Based on research from his forthcoming book The Root of All Evil: The Irish Boundary Commission, due to be published in May by Irish Academic Press, Dr Cormac Moore’s talk will look at why the Irish Boundary Commission, a key component of the 1921 Anglo-Irish Treaty, ended up being disbanded in 1925, leaving the border in Ireland as it was, as it still is.

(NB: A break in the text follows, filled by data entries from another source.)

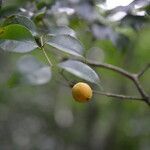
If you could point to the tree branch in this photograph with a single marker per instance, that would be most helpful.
(133, 77)
(143, 70)
(118, 95)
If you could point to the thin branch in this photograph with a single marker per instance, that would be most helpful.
(133, 77)
(110, 67)
(46, 56)
(42, 47)
(118, 95)
(143, 70)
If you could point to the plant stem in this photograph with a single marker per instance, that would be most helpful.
(42, 47)
(46, 56)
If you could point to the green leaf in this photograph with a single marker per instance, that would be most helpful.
(81, 70)
(16, 38)
(22, 20)
(32, 71)
(66, 44)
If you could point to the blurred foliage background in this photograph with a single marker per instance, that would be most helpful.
(46, 117)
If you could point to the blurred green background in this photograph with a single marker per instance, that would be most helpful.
(46, 117)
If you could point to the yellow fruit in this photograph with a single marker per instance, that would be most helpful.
(82, 92)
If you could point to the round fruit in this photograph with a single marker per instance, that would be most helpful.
(82, 92)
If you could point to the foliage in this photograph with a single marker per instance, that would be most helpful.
(55, 43)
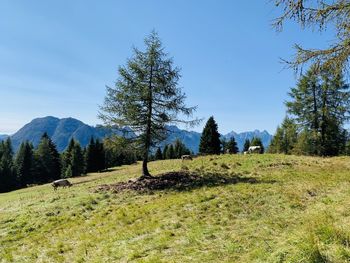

Dr Cormac Moore is Historian in Residence for the Dublin South East area of Dublin City Council. He has published widely on Irish history, including the books, Birth of the Border: The Impact of Partition in Ireland (2019), The Irish Soccer Split (2015), The GAA V Douglas Hyde: The Removal of Ireland’s First President as GAA Patron (2012) and Laois: The Irish Revolution, 1912-1923 (2025). He is also an editor of the Atlas of Irish Sport with John Crowley, Mike Cronin and Charlie Roche, due to be published in the near future as one of Cork University Press’s hugely successful atlases. He is a columnist with the Irish News as well as editing its daily “On This Day” column.
Professor Margaret O’Callaghan works in the School of History, Anthropology, Philosophy and Politics at Queen’s University Belfast. Her interests are in Irish political thought, the politics of Irish literature, British high politics, the politics of commemoration and memory, and modern Irish cultural and political history. She has published widely in all of these areas.